All this made me think about the key things to remember when trying to adopt a habit, to differentiate it from a new set of rules and make sure that the rules are just a temporary means to an end, a framework for getting where you want to be:

  1. Have a purpose – i.e. a thing that you want that you are motivated about – its unlikely the habit itself is the end-game.  I.e.
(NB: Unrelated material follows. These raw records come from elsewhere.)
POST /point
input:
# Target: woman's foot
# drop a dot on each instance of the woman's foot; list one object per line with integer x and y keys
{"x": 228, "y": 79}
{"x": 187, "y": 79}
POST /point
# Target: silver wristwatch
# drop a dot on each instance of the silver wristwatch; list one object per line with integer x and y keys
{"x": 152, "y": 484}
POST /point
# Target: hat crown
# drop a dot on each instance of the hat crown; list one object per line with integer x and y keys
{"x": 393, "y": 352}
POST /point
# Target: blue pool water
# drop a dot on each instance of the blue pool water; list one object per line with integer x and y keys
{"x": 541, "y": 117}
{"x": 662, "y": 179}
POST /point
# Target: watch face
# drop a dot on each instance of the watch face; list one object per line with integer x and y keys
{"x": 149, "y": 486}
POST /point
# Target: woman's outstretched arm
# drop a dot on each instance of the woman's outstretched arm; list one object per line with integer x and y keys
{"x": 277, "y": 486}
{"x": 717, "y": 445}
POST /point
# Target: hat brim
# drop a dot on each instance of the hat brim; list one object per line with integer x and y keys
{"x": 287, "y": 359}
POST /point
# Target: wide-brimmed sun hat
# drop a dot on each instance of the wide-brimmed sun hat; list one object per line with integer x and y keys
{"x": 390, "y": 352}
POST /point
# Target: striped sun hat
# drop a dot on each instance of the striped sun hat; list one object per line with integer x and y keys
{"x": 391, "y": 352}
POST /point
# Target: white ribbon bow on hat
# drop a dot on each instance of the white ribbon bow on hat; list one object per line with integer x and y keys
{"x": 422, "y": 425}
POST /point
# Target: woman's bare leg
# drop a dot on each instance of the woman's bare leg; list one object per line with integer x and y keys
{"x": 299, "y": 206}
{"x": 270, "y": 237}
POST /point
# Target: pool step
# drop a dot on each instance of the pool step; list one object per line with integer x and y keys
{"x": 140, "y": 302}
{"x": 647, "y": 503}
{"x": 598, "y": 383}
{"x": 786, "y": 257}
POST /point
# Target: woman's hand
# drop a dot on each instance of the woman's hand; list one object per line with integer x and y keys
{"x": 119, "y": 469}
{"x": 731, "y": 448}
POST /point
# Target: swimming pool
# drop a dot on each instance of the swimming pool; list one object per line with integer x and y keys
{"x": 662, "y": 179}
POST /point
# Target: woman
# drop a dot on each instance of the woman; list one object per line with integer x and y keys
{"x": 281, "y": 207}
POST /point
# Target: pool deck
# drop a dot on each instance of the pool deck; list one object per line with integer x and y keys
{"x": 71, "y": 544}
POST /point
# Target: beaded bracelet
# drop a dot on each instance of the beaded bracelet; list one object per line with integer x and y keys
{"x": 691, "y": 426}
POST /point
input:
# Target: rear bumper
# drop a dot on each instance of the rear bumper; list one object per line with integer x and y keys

I am working on weight training three times a week so I can be a better sailor, not because I want to lift weights 3 times a week.  I may by the time I have the habit have changed my mind about the necessity and joy of lifting weights but it’s not currently my goal.
  2. Experiment – habit-forming as Duhigg says is an individual process, try a thing, if it doesn’t feel right or get done then try something else, keep the things you are using to form the habit under review.  I’ve just realised I have spent years trying and failing to floss at night because my hygienist says that’s when I should, but I’m going to try the morning because I think that might work, and could be a stepping stone.
  3. Wear lightly – if you don’t do the thing don’t beat yourself up, think about it and try and learn something but move on to try another day or time, maybe go back to 2 and change something.
  4. Reward and celebrate – acknowledge what you have managed to achieve and the effort and skill that went into making that happen.  It will give you a platform to help with future habits.  When I wrote my mental list of current self-improvement projects I noted there were at least 3 things that I thought would be on there but actually I now considered them to be habits, but I had not previously acknowledged that I had made that happen.

So, in this spirit I am calling an end to my 30-day challenge.  I have learnt a lot of other stuff already with my 9 posts, which I will reflect on elsewhere but on review it’s not the right rule at the right time for me.  By focusing on solely my economics learning goal I have over-complicated the rules.  I am now aiming to post 3 times a week, and if I make 4 I will be especially pleased for myself.  Through to the end of September.  And I will post about a wider range of things I am learning about and thinking about.  Some posts will be short and shipped quickly but at least 1 a week I will sit down for an hour and focus on thinking through what I want to say – because I don’t think just short shipping is helping with the quality of what I want to say.